Ms Beale, 32, had always insisted that the baby, born in a hotel bath during a trip to New York in 1994, was still-born, and that she had panicked, wrapped its body in plastic bags and cleaned up the bathroom.

But before her trial, she was persuaded to plead guilty to manslaughter in exchange for being allowed to return immediately to Britain, where she would be treated by psychiatrists.

Speaking on Radio 4's Woman's Hour, Ms Beale, said it was a "terrifying" experience, but that she was now able to leave a relatively normal life.

Recalling the night of her arrest, she said: "They had me handcuffed to the bed. The detective guy took my clothes and everything.
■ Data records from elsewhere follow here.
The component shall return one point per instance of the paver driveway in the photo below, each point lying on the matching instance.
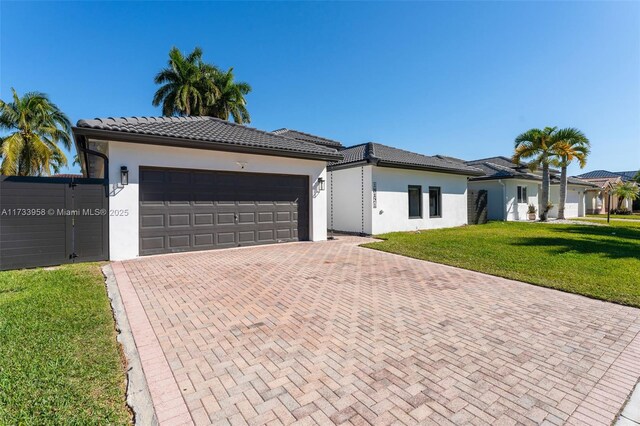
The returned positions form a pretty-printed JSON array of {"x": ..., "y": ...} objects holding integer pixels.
[{"x": 331, "y": 332}]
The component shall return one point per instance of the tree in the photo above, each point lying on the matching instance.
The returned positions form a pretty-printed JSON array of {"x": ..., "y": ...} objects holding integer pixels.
[
  {"x": 187, "y": 84},
  {"x": 568, "y": 145},
  {"x": 231, "y": 99},
  {"x": 536, "y": 145},
  {"x": 626, "y": 190},
  {"x": 36, "y": 127}
]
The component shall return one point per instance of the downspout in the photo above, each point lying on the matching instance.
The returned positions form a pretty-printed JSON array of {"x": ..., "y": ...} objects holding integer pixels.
[
  {"x": 504, "y": 199},
  {"x": 86, "y": 151}
]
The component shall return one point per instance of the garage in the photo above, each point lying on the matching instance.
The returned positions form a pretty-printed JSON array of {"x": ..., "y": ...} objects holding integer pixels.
[
  {"x": 187, "y": 210},
  {"x": 182, "y": 184}
]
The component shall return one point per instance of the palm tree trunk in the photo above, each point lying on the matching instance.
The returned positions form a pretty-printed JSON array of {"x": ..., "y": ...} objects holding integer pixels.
[
  {"x": 545, "y": 192},
  {"x": 563, "y": 192}
]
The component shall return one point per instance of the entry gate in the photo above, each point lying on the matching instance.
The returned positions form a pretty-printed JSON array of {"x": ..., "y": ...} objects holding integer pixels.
[
  {"x": 48, "y": 221},
  {"x": 477, "y": 207}
]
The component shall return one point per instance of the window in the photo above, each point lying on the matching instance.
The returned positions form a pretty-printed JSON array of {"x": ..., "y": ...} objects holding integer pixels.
[
  {"x": 415, "y": 201},
  {"x": 435, "y": 201},
  {"x": 522, "y": 194}
]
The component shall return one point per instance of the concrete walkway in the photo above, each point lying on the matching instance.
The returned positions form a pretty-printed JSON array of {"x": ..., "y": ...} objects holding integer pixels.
[{"x": 332, "y": 333}]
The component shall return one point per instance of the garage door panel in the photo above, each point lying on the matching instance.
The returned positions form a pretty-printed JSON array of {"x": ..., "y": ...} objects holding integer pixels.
[
  {"x": 152, "y": 243},
  {"x": 266, "y": 235},
  {"x": 226, "y": 219},
  {"x": 151, "y": 176},
  {"x": 203, "y": 219},
  {"x": 152, "y": 221},
  {"x": 179, "y": 220},
  {"x": 187, "y": 210},
  {"x": 228, "y": 238},
  {"x": 179, "y": 241},
  {"x": 203, "y": 240},
  {"x": 265, "y": 217}
]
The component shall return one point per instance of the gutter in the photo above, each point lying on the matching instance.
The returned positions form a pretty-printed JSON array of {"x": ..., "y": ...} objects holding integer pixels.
[
  {"x": 382, "y": 163},
  {"x": 81, "y": 146},
  {"x": 504, "y": 199},
  {"x": 110, "y": 135}
]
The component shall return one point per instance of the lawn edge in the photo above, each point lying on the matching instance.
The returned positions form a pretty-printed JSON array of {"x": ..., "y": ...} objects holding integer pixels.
[
  {"x": 627, "y": 305},
  {"x": 138, "y": 396}
]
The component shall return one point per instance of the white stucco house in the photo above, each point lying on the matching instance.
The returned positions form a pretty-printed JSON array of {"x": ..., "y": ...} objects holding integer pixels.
[
  {"x": 597, "y": 198},
  {"x": 511, "y": 188},
  {"x": 376, "y": 189},
  {"x": 193, "y": 183}
]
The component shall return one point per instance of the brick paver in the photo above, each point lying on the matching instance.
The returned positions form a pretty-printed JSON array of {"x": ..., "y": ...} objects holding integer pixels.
[{"x": 322, "y": 333}]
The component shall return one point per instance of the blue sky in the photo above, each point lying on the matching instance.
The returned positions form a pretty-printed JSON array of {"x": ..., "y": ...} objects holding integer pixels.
[{"x": 458, "y": 78}]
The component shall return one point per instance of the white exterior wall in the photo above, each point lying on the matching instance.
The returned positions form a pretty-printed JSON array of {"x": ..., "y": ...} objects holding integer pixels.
[
  {"x": 574, "y": 204},
  {"x": 392, "y": 210},
  {"x": 124, "y": 229},
  {"x": 495, "y": 197},
  {"x": 351, "y": 209},
  {"x": 515, "y": 210},
  {"x": 502, "y": 198}
]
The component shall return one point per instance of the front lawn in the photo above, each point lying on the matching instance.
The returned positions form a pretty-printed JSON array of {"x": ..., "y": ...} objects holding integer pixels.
[
  {"x": 59, "y": 359},
  {"x": 596, "y": 261},
  {"x": 616, "y": 223},
  {"x": 632, "y": 216}
]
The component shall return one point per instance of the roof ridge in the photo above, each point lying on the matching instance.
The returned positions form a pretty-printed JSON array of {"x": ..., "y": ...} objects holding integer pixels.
[
  {"x": 285, "y": 129},
  {"x": 165, "y": 119}
]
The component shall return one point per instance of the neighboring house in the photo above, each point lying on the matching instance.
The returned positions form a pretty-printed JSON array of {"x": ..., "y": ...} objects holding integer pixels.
[
  {"x": 511, "y": 188},
  {"x": 377, "y": 188},
  {"x": 196, "y": 183},
  {"x": 597, "y": 198}
]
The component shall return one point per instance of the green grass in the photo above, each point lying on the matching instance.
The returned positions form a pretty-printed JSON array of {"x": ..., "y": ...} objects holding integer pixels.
[
  {"x": 633, "y": 216},
  {"x": 59, "y": 359},
  {"x": 602, "y": 262},
  {"x": 614, "y": 222}
]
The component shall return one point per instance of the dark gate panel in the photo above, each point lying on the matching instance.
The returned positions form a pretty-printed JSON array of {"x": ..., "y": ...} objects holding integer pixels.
[
  {"x": 186, "y": 210},
  {"x": 51, "y": 221},
  {"x": 477, "y": 205}
]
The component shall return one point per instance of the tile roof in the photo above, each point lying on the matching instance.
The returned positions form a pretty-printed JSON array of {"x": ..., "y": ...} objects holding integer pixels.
[
  {"x": 68, "y": 175},
  {"x": 628, "y": 174},
  {"x": 306, "y": 137},
  {"x": 389, "y": 156},
  {"x": 504, "y": 168},
  {"x": 598, "y": 174},
  {"x": 209, "y": 129},
  {"x": 605, "y": 174}
]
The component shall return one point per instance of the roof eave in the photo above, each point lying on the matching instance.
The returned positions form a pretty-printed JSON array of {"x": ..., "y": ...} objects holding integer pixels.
[
  {"x": 394, "y": 165},
  {"x": 118, "y": 136},
  {"x": 391, "y": 164}
]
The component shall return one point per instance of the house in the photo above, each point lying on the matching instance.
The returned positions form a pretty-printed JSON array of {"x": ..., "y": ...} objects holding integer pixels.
[
  {"x": 597, "y": 198},
  {"x": 306, "y": 137},
  {"x": 194, "y": 183},
  {"x": 511, "y": 188},
  {"x": 377, "y": 188}
]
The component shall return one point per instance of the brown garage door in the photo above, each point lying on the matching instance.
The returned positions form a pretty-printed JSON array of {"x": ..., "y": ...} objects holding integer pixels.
[{"x": 186, "y": 210}]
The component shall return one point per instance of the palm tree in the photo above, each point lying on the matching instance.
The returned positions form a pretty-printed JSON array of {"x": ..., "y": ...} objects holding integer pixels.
[
  {"x": 536, "y": 145},
  {"x": 568, "y": 145},
  {"x": 626, "y": 190},
  {"x": 38, "y": 126},
  {"x": 187, "y": 84},
  {"x": 231, "y": 99}
]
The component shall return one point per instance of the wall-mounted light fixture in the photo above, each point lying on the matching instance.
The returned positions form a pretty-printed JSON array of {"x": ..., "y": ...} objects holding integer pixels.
[{"x": 124, "y": 175}]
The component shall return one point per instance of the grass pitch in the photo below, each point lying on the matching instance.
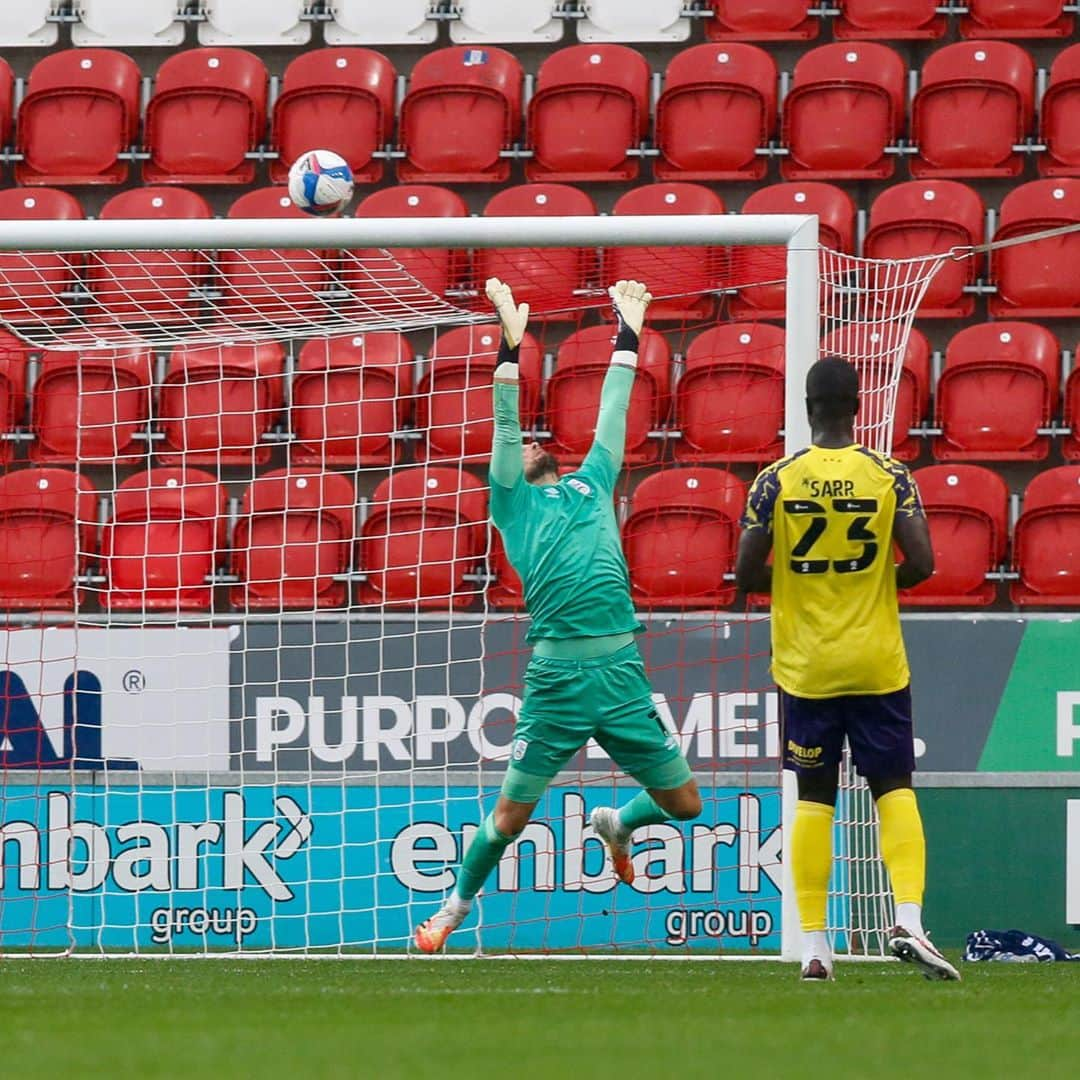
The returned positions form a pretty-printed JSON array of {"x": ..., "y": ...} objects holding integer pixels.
[{"x": 521, "y": 1020}]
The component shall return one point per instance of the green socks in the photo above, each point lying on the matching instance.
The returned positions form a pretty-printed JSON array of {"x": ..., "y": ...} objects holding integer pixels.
[
  {"x": 642, "y": 810},
  {"x": 481, "y": 859}
]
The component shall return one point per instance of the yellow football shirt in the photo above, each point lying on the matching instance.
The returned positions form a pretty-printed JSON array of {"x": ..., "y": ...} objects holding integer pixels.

I thought, if I could keep myself together and tell them what had happened, then they'd just let me go home."

She said she had been motivated by an overpowering urge to bring the child's body back to England.

"He [the investigating detective] said to me `why didn't you leave her here and you could have gone back to England and no-one would have known?', but I just knew I had to bring her home.

"It all seems bizarre in retrospect, but I'm just a normal person," she said.

Ms Beale, a civil servant from Chingford, Essex, spent eight months in the notorious Riker's Island jail, sharing a cell with prostitutes and drug addicts.

The harsh regime of beatings and ill-treatment forced her to make a plea bargain, she said.

"I just remember it was kind of like - the state I was in I felt that whatever they said to me I'd say yes to because I wanted so much to go home."

Psychiatrists now argue that Beale was "in denial" throughout her pregnancy and in shock after the birth, and needed hospital treatment rather than imprisonment.

She said that being able to bury the baby, who she later named Oliva Ann, in Britain, made it easier to deal with her loss and enabled her to return to her job at the Department of Health.